The obstacle, Gollop explains, comes down to how strategy games are competing for attention: “You’re competing with nostalgia, because you may recall how dominant RTS games were in the late 90s and early 2000s — they represented the leading gaming genre globally, particularly on PC. And how they declined in popularity, with MOBAs likely having played a role in their downfall.”
I can point to a few cases where innovation has shown up, even if the results weren’t uniform. Subset Games’ Into the Breach, for instance, or last year’s excellent Tactical Breach Wizards from Suspicious Developments, offer clear examples of turn-based creativity. By contrast, Relic’s attempt to refresh the traditional RTS template with the MOBA-flavored Dawn of War 3 didn’t really click with as many players.
“I appreciate those games,” he tells me, “but they also shifted in another direction. Both Into the Breach and Tactical Breach Wizards operate like puzzle games, where the difficulty comes from the many possible combinations of builds — but they’re still puzzle games, because you have to figure them out in some way.” About DoW 3, he adds, “they attempted to do something unique, but their audience didn’t seem willing to follow them in that direction.”

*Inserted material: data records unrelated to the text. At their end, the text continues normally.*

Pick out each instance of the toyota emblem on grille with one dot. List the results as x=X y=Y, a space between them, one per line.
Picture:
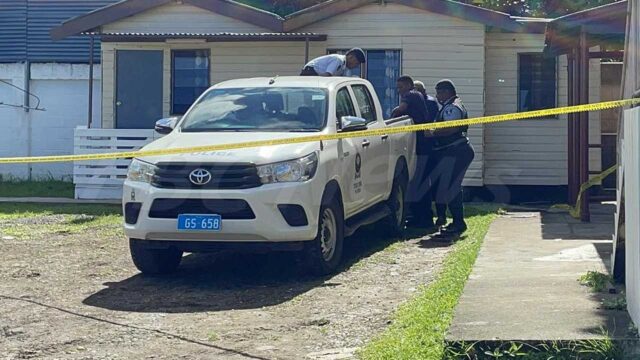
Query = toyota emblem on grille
x=200 y=177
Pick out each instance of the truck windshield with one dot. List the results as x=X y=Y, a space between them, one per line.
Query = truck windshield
x=258 y=109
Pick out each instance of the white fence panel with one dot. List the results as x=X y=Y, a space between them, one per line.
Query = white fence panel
x=103 y=179
x=631 y=161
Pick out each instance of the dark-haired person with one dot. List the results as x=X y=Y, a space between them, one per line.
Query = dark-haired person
x=412 y=103
x=334 y=64
x=454 y=154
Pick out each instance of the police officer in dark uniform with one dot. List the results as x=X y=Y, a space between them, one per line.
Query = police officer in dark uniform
x=412 y=103
x=454 y=154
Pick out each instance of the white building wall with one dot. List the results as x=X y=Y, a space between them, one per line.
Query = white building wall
x=63 y=93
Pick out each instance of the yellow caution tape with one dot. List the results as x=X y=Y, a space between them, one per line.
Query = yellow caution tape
x=575 y=211
x=391 y=130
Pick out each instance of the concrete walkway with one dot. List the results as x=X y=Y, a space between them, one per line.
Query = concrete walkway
x=53 y=200
x=524 y=284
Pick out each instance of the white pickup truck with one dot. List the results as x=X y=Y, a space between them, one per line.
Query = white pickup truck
x=305 y=197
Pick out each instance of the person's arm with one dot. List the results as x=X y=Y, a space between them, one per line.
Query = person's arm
x=400 y=110
x=452 y=113
x=332 y=67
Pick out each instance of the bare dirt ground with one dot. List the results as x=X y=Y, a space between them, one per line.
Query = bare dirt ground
x=74 y=294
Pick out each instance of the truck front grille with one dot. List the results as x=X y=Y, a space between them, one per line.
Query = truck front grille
x=230 y=209
x=223 y=176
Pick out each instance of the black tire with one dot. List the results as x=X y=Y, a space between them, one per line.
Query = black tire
x=322 y=255
x=154 y=261
x=396 y=222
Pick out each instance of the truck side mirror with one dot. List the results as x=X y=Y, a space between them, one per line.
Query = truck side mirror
x=352 y=123
x=166 y=125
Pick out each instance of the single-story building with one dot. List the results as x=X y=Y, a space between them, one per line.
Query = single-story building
x=158 y=56
x=43 y=84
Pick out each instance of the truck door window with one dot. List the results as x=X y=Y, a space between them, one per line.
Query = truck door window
x=344 y=105
x=365 y=103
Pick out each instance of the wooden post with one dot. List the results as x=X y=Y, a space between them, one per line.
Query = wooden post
x=584 y=122
x=571 y=163
x=90 y=115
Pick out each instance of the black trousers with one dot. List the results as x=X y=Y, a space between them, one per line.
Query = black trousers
x=308 y=71
x=446 y=178
x=420 y=194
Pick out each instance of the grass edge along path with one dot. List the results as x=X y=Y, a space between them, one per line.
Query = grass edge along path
x=40 y=188
x=420 y=325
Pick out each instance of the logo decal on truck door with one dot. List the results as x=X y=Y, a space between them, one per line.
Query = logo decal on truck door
x=357 y=183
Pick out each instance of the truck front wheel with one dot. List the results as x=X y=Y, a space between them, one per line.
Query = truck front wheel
x=154 y=261
x=396 y=203
x=324 y=253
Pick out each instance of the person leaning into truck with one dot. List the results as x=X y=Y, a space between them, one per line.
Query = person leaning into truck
x=429 y=160
x=334 y=64
x=453 y=154
x=412 y=103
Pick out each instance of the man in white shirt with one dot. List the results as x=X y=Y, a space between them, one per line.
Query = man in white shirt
x=334 y=64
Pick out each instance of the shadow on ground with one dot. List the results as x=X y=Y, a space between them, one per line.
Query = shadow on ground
x=560 y=225
x=224 y=281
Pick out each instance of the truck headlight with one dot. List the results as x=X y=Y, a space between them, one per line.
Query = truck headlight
x=297 y=170
x=141 y=171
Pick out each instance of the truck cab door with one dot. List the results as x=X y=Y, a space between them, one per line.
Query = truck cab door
x=350 y=155
x=377 y=179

He admits it’s “challenging — extremely challenging — to innovate in that way. Because, as I mentioned, the long shadow of classic RTS will always hang over everything. The same goes for turn-based games too — I mean, can Civilization ever fully recapture its old brilliance? Maybe not.”
Even so, it’s worth stressing the “humble” character he touched on earlier. I don’t think he’d mind me saying that Chip ‘n Clawz isn’t a blockbuster backed by a massive development team or big marketing resources, designed to reshape a genre all by itself. It’s a more intimate, family-friendly release with a few interesting ideas — the standout being how it combines genuine base-building, a feature many classic RTS fans love, with on-the-ground third-person action.
Of course, the game will face its own difficulties, largely tied to how its style and tone come across as fairly youth-oriented. The familiar buddy-platformer humor and pun-heavy comedy may not line up as smoothly with the deeper strategic elements (Gollop and I actually didn’t make it through a defensive horde mode on Hard difficulty — admittedly, I was the problem, me — but the issue still stands). I also worry that kids might not be drawn to a setup like this unless they already feel comfortable with platform games they enjoy, like Roblox.
Still, the drive to create something new remains, and that’s a commendable ambition. “You could say Chip ‘n Clawz is an endeavor to seamlessly integrate strategy into a more third-person, action-style game that people are used to.” Even if it only achieves that goal in part, it’s another worthwhile effort — and as Gollop notes, strategy needs all the fresh ideas it can get.